Now you need to configure Prometheus Adapter to work with this metric. For example, you can add the following configuration to values.yaml for Prometheus Adapter:

rules:
  custom:
    - seriesQuery: 'http_requests_total{namespace="default"}'
      resources:
        overrides:
          namespace:
            resource: namespace
          pod:
            resource: pod
      name:
        matches: "^(.*)_total"
        as: "${1}_per_second"
      metricsQuery: 'rate(http_requests_total{<<.LabelMatchers>>}[2m])'

This config converts the metric http_requests_total V http_requests_per_secondwhich can be used for autoscaling.

Now let's create an HPA manifest that will scale pods based on requests per second:

apiVersion: autoscaling/v2
kind: HorizontalPodAutoscaler
metadata:
  name: my-microservice-hpa
spec:
  scaleTargetRef:
    apiVersion: apps/v1
    kind: Deployment
    name: my-microservice
  minReplicas: 2
  maxReplicas: 10
  metrics:
  - type: Pods
    pods:
      metric:
        name: http_requests_per_second
      target:
        type: AverageValue
        averageValue: "100"

This manifest tells Kubernetes to scale the microservice if the average number of HTTP requests exceeds 100 requests per second per pod.

Setting up HPA with custom metrics is a delicate process.

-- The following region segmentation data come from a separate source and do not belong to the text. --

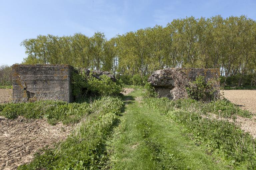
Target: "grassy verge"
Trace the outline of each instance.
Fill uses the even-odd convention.
[[[122,123],[107,147],[111,169],[225,169],[184,135],[183,128],[170,124],[160,110],[139,101],[141,91],[124,97]],[[138,101],[135,100],[137,99]]]
[[[98,169],[107,159],[105,145],[118,120],[123,103],[104,97],[92,104],[92,114],[65,141],[42,150],[32,162],[18,169]]]
[[[239,114],[242,111],[228,101],[208,104],[191,100],[173,101],[166,98],[148,98],[144,101],[149,108],[161,111],[166,120],[184,127],[191,138],[197,145],[205,148],[209,154],[222,157],[231,167],[256,168],[256,140],[233,123],[202,116],[207,116],[210,112],[218,112],[218,115],[227,117],[235,114],[248,116],[242,112]]]
[[[12,89],[12,86],[0,86],[0,89]]]

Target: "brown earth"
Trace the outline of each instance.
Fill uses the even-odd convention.
[[[134,90],[132,88],[124,88],[121,93],[124,95],[127,95]]]
[[[0,116],[0,170],[15,169],[29,162],[39,149],[66,139],[74,127],[51,126],[44,119]]]
[[[221,90],[224,97],[243,109],[256,114],[256,90]]]
[[[11,102],[12,99],[12,89],[0,89],[0,104]]]

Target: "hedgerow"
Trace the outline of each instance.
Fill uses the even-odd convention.
[[[123,88],[121,80],[114,82],[106,75],[100,76],[100,79],[87,76],[84,71],[74,72],[72,74],[72,93],[73,95],[85,97],[92,96],[114,96],[120,94]]]
[[[244,113],[229,101],[205,103],[192,99],[149,98],[144,99],[144,103],[150,108],[161,110],[170,121],[182,125],[197,144],[205,147],[209,154],[224,155],[233,166],[256,168],[256,140],[233,123],[207,118],[210,112],[222,112],[225,113],[222,116],[228,117],[235,113]],[[247,113],[245,115],[248,116]]]
[[[37,153],[18,169],[98,169],[107,158],[105,145],[124,105],[119,98],[104,97],[91,104],[92,114],[67,139],[53,149]]]
[[[15,119],[19,116],[28,119],[46,119],[49,123],[52,125],[59,121],[64,124],[75,123],[79,122],[82,117],[90,114],[95,109],[110,108],[116,112],[121,109],[118,106],[121,106],[120,100],[117,98],[111,98],[111,100],[115,102],[113,103],[116,102],[119,104],[118,105],[108,105],[107,108],[104,108],[102,107],[105,105],[98,104],[100,102],[99,101],[101,100],[107,101],[108,98],[104,97],[102,97],[101,99],[95,98],[92,99],[86,98],[81,101],[80,103],[69,104],[63,101],[54,100],[38,101],[34,103],[10,103],[0,105],[0,116],[10,119]],[[93,102],[93,104],[90,104],[90,102]]]

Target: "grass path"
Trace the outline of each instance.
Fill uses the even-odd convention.
[[[120,117],[121,128],[110,141],[110,169],[226,169],[184,135],[178,125],[143,106],[141,92],[137,89],[123,97],[126,106]]]

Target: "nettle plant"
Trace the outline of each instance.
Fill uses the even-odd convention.
[[[216,92],[213,87],[212,82],[211,81],[206,82],[202,76],[198,76],[195,81],[190,82],[186,90],[189,97],[202,101],[213,100]]]
[[[83,71],[72,73],[72,93],[74,96],[84,97],[88,94],[96,96],[116,96],[122,91],[121,80],[113,81],[106,75],[100,76],[100,79],[94,77],[91,73],[89,76]]]

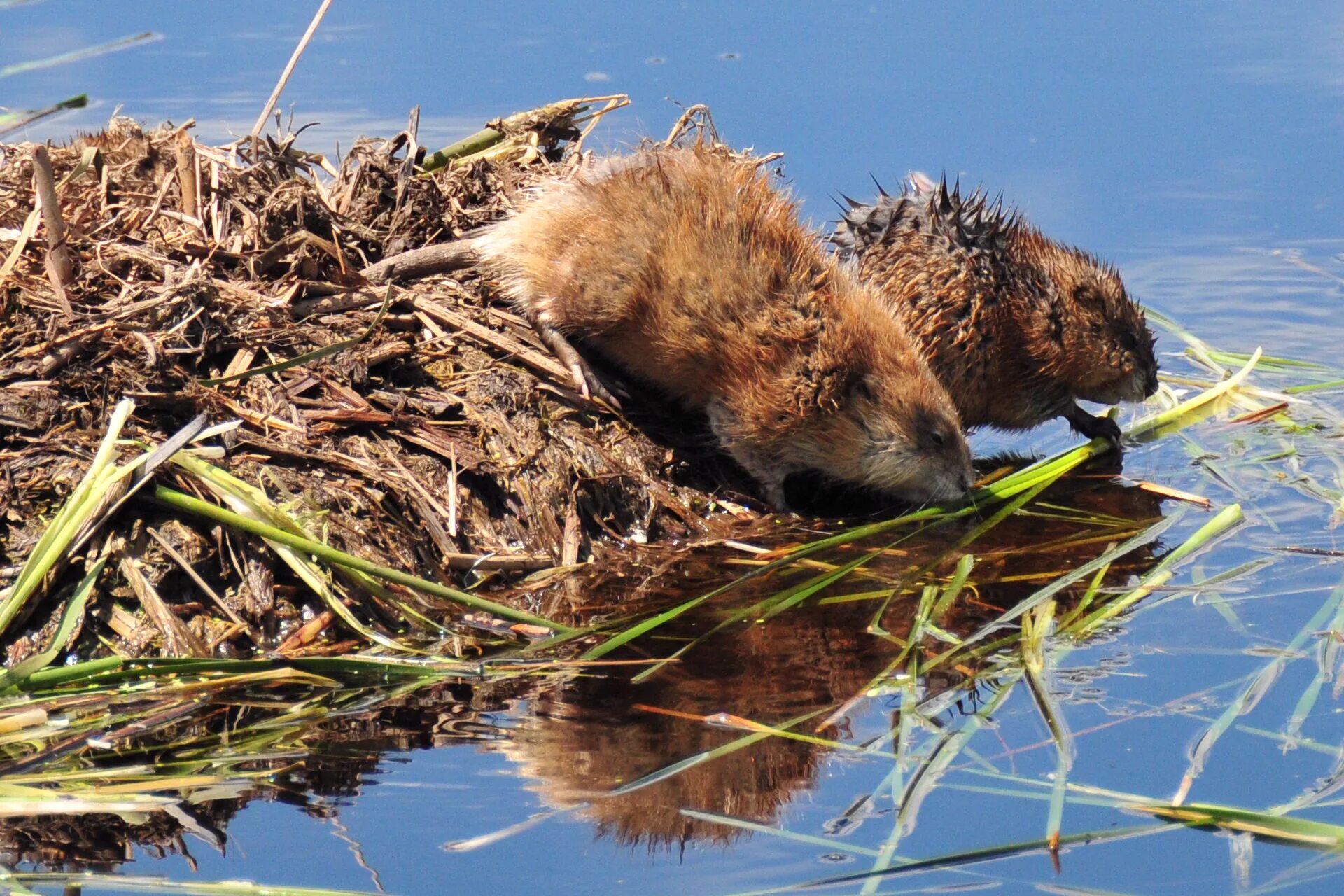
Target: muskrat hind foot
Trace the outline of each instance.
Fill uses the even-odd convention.
[[[1068,406],[1068,410],[1060,416],[1068,420],[1068,426],[1074,427],[1075,433],[1081,433],[1090,439],[1106,439],[1116,446],[1117,451],[1122,449],[1120,442],[1120,423],[1109,416],[1094,416],[1077,404]]]
[[[570,376],[574,380],[574,388],[577,388],[583,398],[598,398],[616,410],[621,410],[621,403],[616,400],[612,391],[606,387],[601,377],[593,372],[589,363],[583,360],[578,349],[574,348],[574,344],[570,343],[570,340],[567,340],[560,330],[538,320],[532,321],[532,329],[535,329],[536,334],[542,337],[542,343],[546,344],[546,348],[551,349],[551,353],[555,355],[560,364],[564,364],[564,367],[570,371]]]

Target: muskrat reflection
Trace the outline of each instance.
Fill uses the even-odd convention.
[[[974,631],[1003,609],[1160,517],[1159,497],[1101,478],[1079,478],[1054,489],[1051,504],[1067,504],[1097,519],[1113,520],[1103,525],[1048,514],[1009,517],[976,541],[977,566],[972,579],[980,584],[974,594],[964,594],[946,618],[937,621],[941,627],[962,637]],[[973,521],[949,525],[927,539],[911,539],[899,552],[871,567],[884,579],[849,580],[818,596],[882,588],[884,582],[918,568],[929,553],[946,549],[961,529],[972,525]],[[852,551],[884,543],[857,545],[843,559],[856,556]],[[1157,549],[1156,543],[1149,544],[1111,564],[1103,588],[1120,588],[1132,576],[1142,575],[1154,564]],[[938,571],[946,575],[956,560],[956,556],[946,559]],[[649,606],[667,607],[722,584],[723,575],[724,567],[711,563],[707,568],[673,568],[655,582],[640,583],[626,576],[607,580],[593,592],[593,600],[610,607],[637,595]],[[793,580],[812,575],[816,570],[805,570]],[[706,604],[707,613],[683,617],[668,626],[663,631],[667,639],[645,639],[640,642],[641,650],[626,656],[669,653],[684,643],[679,638],[703,634],[730,609],[750,606],[784,584],[782,579],[769,578],[749,582],[731,602],[726,598],[724,603]],[[1082,582],[1058,595],[1060,611],[1079,599],[1086,584]],[[612,594],[613,590],[617,594]],[[883,617],[883,627],[898,638],[910,631],[915,596],[894,600]],[[1105,599],[1105,592],[1095,598]],[[899,653],[898,645],[866,633],[878,606],[872,600],[825,606],[809,602],[765,623],[732,626],[698,643],[679,664],[665,666],[641,685],[630,685],[625,673],[583,674],[563,684],[551,680],[528,695],[528,717],[499,748],[535,780],[532,789],[547,805],[578,807],[587,803],[581,814],[603,837],[649,848],[684,846],[692,841],[731,842],[742,832],[688,818],[679,810],[695,809],[771,823],[794,794],[813,785],[831,751],[797,740],[766,737],[625,795],[605,794],[749,733],[707,724],[704,716],[726,712],[780,724],[820,711],[797,728],[810,733],[820,720],[859,693]],[[957,669],[937,668],[921,684],[923,696],[930,699],[962,688],[966,681]],[[977,689],[984,686],[986,682],[976,682],[960,697],[965,711],[973,709],[980,696]],[[958,697],[948,696],[948,705],[957,712]],[[845,724],[840,721],[840,735],[848,733]],[[827,732],[828,736],[836,733]]]

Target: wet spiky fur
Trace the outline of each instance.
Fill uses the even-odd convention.
[[[539,329],[706,410],[775,502],[800,469],[913,500],[969,485],[946,391],[754,160],[612,160],[543,184],[470,243]]]
[[[1062,246],[984,191],[922,175],[872,204],[847,199],[832,242],[923,347],[962,424],[1023,430],[1063,416],[1118,437],[1075,399],[1142,400],[1153,336],[1118,271]]]

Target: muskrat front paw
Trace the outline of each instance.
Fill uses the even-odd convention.
[[[536,330],[536,334],[542,337],[546,348],[551,349],[551,353],[559,359],[560,364],[564,364],[564,368],[570,372],[570,379],[574,382],[574,388],[578,390],[579,395],[583,398],[601,399],[616,410],[621,410],[621,403],[616,400],[612,390],[609,390],[602,379],[593,372],[589,363],[583,360],[578,349],[574,348],[574,344],[570,343],[563,333],[554,326],[548,326],[539,321],[532,321],[532,328]]]
[[[1114,445],[1117,450],[1121,447],[1120,423],[1109,416],[1093,416],[1083,408],[1074,404],[1064,411],[1063,418],[1068,420],[1068,426],[1074,427],[1075,433],[1079,433],[1090,439],[1106,439]]]

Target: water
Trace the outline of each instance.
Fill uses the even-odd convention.
[[[4,102],[36,107],[90,94],[87,110],[34,125],[31,138],[95,128],[118,105],[151,124],[195,117],[212,138],[246,133],[313,5],[47,0],[0,8],[0,64],[144,30],[164,36],[4,78]],[[910,168],[946,171],[1001,188],[1048,234],[1114,261],[1136,296],[1211,344],[1239,352],[1263,345],[1274,355],[1333,364],[1344,298],[1341,38],[1344,11],[1332,4],[958,4],[934,11],[656,3],[582,9],[402,3],[383,9],[336,3],[281,107],[286,114],[293,107],[296,121],[321,122],[309,145],[333,148],[359,133],[399,129],[418,103],[422,142],[435,145],[499,114],[621,91],[634,106],[609,120],[614,124],[599,136],[616,146],[640,133],[665,133],[679,111],[665,98],[707,102],[731,142],[788,153],[788,175],[817,220],[831,215],[831,195],[871,195],[870,172],[891,183]],[[1159,343],[1160,351],[1179,348],[1172,336]],[[1164,367],[1191,369],[1173,357]],[[1255,431],[1210,424],[1126,455],[1124,472],[1132,480],[1246,508],[1250,524],[1183,567],[1175,583],[1261,557],[1271,564],[1199,599],[1159,592],[1149,603],[1163,600],[1160,606],[1134,617],[1117,637],[1066,658],[1059,690],[1077,737],[1071,782],[1171,798],[1191,744],[1247,677],[1273,661],[1266,649],[1288,645],[1344,578],[1337,555],[1282,551],[1339,549],[1339,520],[1328,498],[1284,488],[1261,474],[1262,465],[1243,462],[1277,445]],[[1011,445],[1048,453],[1066,445],[1067,434],[1048,426],[977,443],[981,451]],[[1339,489],[1340,467],[1321,447],[1329,443],[1301,445],[1301,458],[1270,472],[1292,477],[1300,463]],[[1214,455],[1212,470],[1196,463],[1206,453]],[[1208,517],[1133,488],[1105,481],[1090,488],[1068,501],[1129,520],[1185,513],[1163,545],[1141,551],[1128,567],[1117,564],[1107,579],[1116,587],[1150,568],[1154,556]],[[1001,537],[1044,545],[1066,529],[1028,521]],[[981,563],[992,562],[991,547],[977,549]],[[1105,541],[1042,551],[1025,563],[1039,564],[1035,571],[1063,570],[1103,548]],[[667,582],[664,596],[671,603],[699,594],[707,575],[699,570],[699,578]],[[1035,587],[1024,582],[982,596],[1011,603]],[[862,587],[848,583],[836,592]],[[968,626],[992,615],[976,613],[968,611]],[[196,869],[179,854],[159,858],[145,846],[132,850],[132,861],[108,866],[177,880],[349,889],[380,884],[398,893],[449,887],[731,893],[864,870],[874,858],[863,850],[880,849],[892,830],[890,798],[879,798],[867,817],[857,813],[860,823],[851,821],[844,836],[828,837],[827,830],[878,787],[890,760],[770,739],[629,797],[585,803],[594,793],[742,733],[637,704],[780,723],[844,701],[896,653],[863,634],[870,615],[864,603],[784,614],[747,635],[703,645],[683,668],[646,685],[612,673],[563,688],[438,693],[388,709],[364,740],[324,750],[329,755],[321,774],[296,778],[281,790],[284,798],[267,793],[239,806],[220,802],[227,854],[188,841]],[[703,631],[710,618],[687,621],[680,631]],[[1284,748],[1281,739],[1247,729],[1284,731],[1313,680],[1320,641],[1309,635],[1300,658],[1235,720],[1210,754],[1191,801],[1263,810],[1332,772],[1344,740],[1333,681],[1302,725],[1309,744]],[[930,680],[934,690],[954,684],[954,674],[941,684]],[[992,689],[974,699],[993,699]],[[966,696],[962,711],[973,709],[970,701]],[[896,705],[890,697],[857,707],[845,740],[863,743],[887,731]],[[957,712],[950,708],[943,721]],[[1027,786],[1020,779],[1048,783],[1055,768],[1048,732],[1021,685],[995,719],[997,727],[970,743],[980,759],[960,755],[943,786],[925,801],[918,826],[899,844],[900,856],[1043,836],[1046,802],[982,789],[1021,791]],[[991,767],[1019,780],[973,774]],[[750,818],[827,842],[695,822],[679,809]],[[1339,806],[1302,814],[1344,823]],[[1063,830],[1138,823],[1144,819],[1111,806],[1070,803]],[[476,849],[444,849],[515,825],[520,827],[509,836]],[[886,880],[876,892],[981,884],[1005,893],[1040,887],[1267,892],[1282,884],[1284,892],[1325,893],[1339,891],[1339,870],[1329,853],[1266,841],[1247,849],[1223,834],[1172,827],[1075,846],[1060,856],[1058,872],[1038,852]],[[852,884],[835,892],[860,889]]]

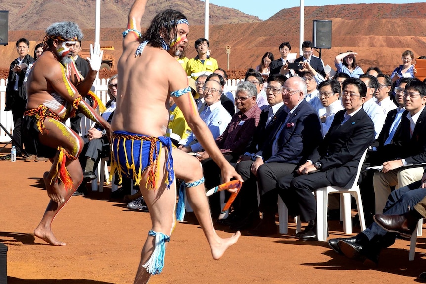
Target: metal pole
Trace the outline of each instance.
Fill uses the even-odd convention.
[[[304,41],[305,31],[305,0],[300,0],[300,56],[303,55],[302,44]]]
[[[204,38],[209,39],[209,0],[205,0],[204,12]]]

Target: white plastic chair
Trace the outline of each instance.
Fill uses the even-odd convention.
[[[315,191],[317,202],[317,237],[318,241],[327,241],[327,204],[328,203],[328,195],[330,193],[339,193],[340,196],[341,212],[343,215],[343,231],[345,234],[352,234],[352,219],[351,215],[350,195],[355,197],[356,201],[357,210],[359,216],[359,223],[361,224],[361,230],[365,230],[365,220],[364,217],[364,209],[362,207],[362,201],[361,199],[361,193],[358,180],[361,173],[361,169],[365,156],[367,150],[364,151],[364,154],[359,160],[358,165],[356,176],[353,184],[350,188],[343,188],[338,186],[330,186],[321,187]]]
[[[410,254],[408,256],[409,260],[414,260],[414,253],[416,250],[416,241],[418,237],[422,237],[422,229],[423,226],[423,219],[420,219],[416,226],[416,230],[411,235],[410,238]]]

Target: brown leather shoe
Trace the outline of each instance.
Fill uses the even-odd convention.
[[[49,161],[49,158],[43,157],[36,157],[35,160],[36,162],[47,162]]]
[[[410,238],[415,228],[409,228],[408,220],[404,215],[383,215],[376,214],[373,216],[379,226],[389,232],[399,233],[403,237]]]

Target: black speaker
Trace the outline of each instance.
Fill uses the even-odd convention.
[[[9,11],[0,11],[0,45],[7,45],[9,35]]]
[[[314,20],[312,38],[314,48],[331,48],[331,21]]]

Here are some tips to help you avoid pitfalls and optimize the autoscaler's performance.

Avoiding frequent scaling

Thrashing — this is a situation when the autoscaler frequently changes the number of pods due to too aggressive or incorrectly configured thresholds. To avoid this:

  • Set adequate threshold values And waiting periods. For example, you can adjust the delay between scaling using the parameter --horizontal-pod-autoscaler-sync-period.

  • You can also use smooth metricssuch as rate() for queries that calculate average values ​​over a given time interval to avoid sudden changes.

HPA synchronizes every 15 seconds by default. This interval can be changed to reduce the load on the system or to speed up the response to load changes:

httpRequestsTotal := prometheus.NewCounter(
    prometheus.CounterOpts{
        Name: "http_requests_total",
        Help: "Total number of HTTP requests processed.",
    },
)

Increasing the synchronization period can reduce the frequency of changes, but may delay the response to sudden load surges.

For more precise control over autoscaling, you can use a combination of metrics, such as CPU and custom metrics at the same time:

metrics:
- type: Resource
  resource:
    name: cpu
    target:
      type: Utilization
      averageUtilization: 60
- type: Pods
  pods:
    metric:
      name: http_requests_per_second
    target:
      type: AverageValue
      averageValue: "100"

Here HPA will take into account both CPU load and RPS while scaling.